After spending a long time in the functional programming world, and using Erlang as my go-to language for tricky problems, I’ve finally concluded that purely functional programming isn’t worth it. It’s not a failure because of soft issues such as marketing, but because the further you go down the purely functional road the more mental overhead is involved in writing complex programs. That sounds like a description of programming in general–problems get much more difficult to solve as they increase in scope–but it’s much lower-level and specific than that. The kicker is that what’s often a tremendous puzzle in Erlang (or Haskell) turns into straightforward code in Python or Perl or even C.

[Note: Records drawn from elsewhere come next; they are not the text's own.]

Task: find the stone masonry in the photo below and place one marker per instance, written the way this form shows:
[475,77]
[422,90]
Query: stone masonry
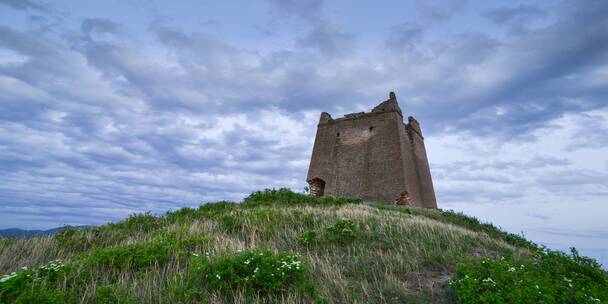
[372,155]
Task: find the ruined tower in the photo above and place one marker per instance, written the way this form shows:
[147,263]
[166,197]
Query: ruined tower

Imagine you’ve implemented a large program in a purely functional way. All the data is properly threaded in and out of functions, and there are no truly destructive updates to speak of. Now pick the two lowest-level and most isolated functions in the entire codebase. They’re used all over the place, but are never called from the same modules. Now make these dependent on each other: function A behaves differently depending on the number of times function B has been called and vice-versa.

In C, this is easy! It can be done quickly and cleanly by adding some global variables. In purely functional code, this is somewhere between a major rearchitecting of the data flow and hopeless.

A second example: It’s a common compilation technique for C and other imperative languages to convert programs to single-assignment form. That is, where variables are initialized and never changed. It’s easy to mechanically convert a series of destructive updates into what’s essentially pure code. Here’s a simple statement:

if (a > 0) {
   a++;
}

In single-assignment form a new variable is introduced to avoid modifying an existing variable, and the result is rather Erlangy:

if (a > 0) {
   a1 = a + 1;
} else {
   a1 = a;
}

The latter is cleaner in that you know variables won’t change. They’re not variables at all, but names for values. But writing the latter directly can be awkward. Depending on where you are in the code, the current value of whatever “a” represents has different names. Inserting a statement in the middle requires inventing new names for things, and you need to make sure you’re referencing the right version. (There’s more room for error now: you don’t just say “a,” but the name of the value you want in the current chain of calculations.)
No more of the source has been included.